By pumping lema, we have that for each sufficiently large $z \in L$, there exists $u, v$ and $w$ such as $z=uvw$, whith $|uv| \leq p$, $|v| \ge 1$ and $uv^iw \in L$, for each $i \ge 0.$ ($p$ is the threshold given by PL)
When I want to find a word that doesn't respect the PL, it must have some $a$-s as a prefix, because $k >0$. Given this impediment, I can not prove that any decomposition $u, v, w$ gives me a contradiction, because there it is always the possibility that $uv = a^j$ for some $j$ and this keeps $uv^i w$ in $L$.
What can I do? It works with proving that only the second part of the words is not regular and this will imply that the concatenation is also not regular?

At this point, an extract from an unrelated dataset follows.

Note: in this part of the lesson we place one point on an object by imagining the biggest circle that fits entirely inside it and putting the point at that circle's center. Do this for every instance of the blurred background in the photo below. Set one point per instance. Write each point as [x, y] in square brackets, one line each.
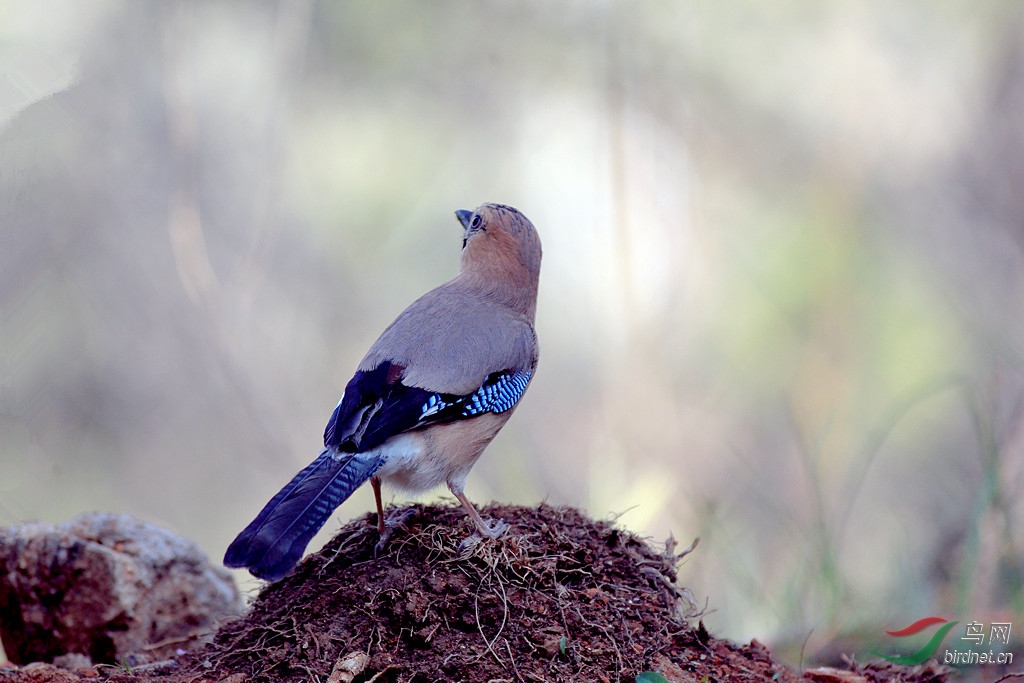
[780, 300]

HINT: If you know that the class of regular languages is closed under the reversal operator, you can use the pumping lemma to prove that the language
$$L'=\left\{c^\ell b^{3\ell}a^k:\ell\ge 0\text{ and }k>0\right\}$$
is not regular; since $L=\left\{w^R:w\in L'\right\}$, it follows that $L$ is not regular either.
Otherwise, you can use the Myhill-Nerode theorem by finding an infinite $D\subseteq\{a,b,c\}^*$ such that whenever $u,v\in D$ and $u\ne v$, the words $u$ and $v$ have a distinguishing extension. If you adopt this approach, I suggest trying to find one member of $D$ for each $\ell\ge 1$.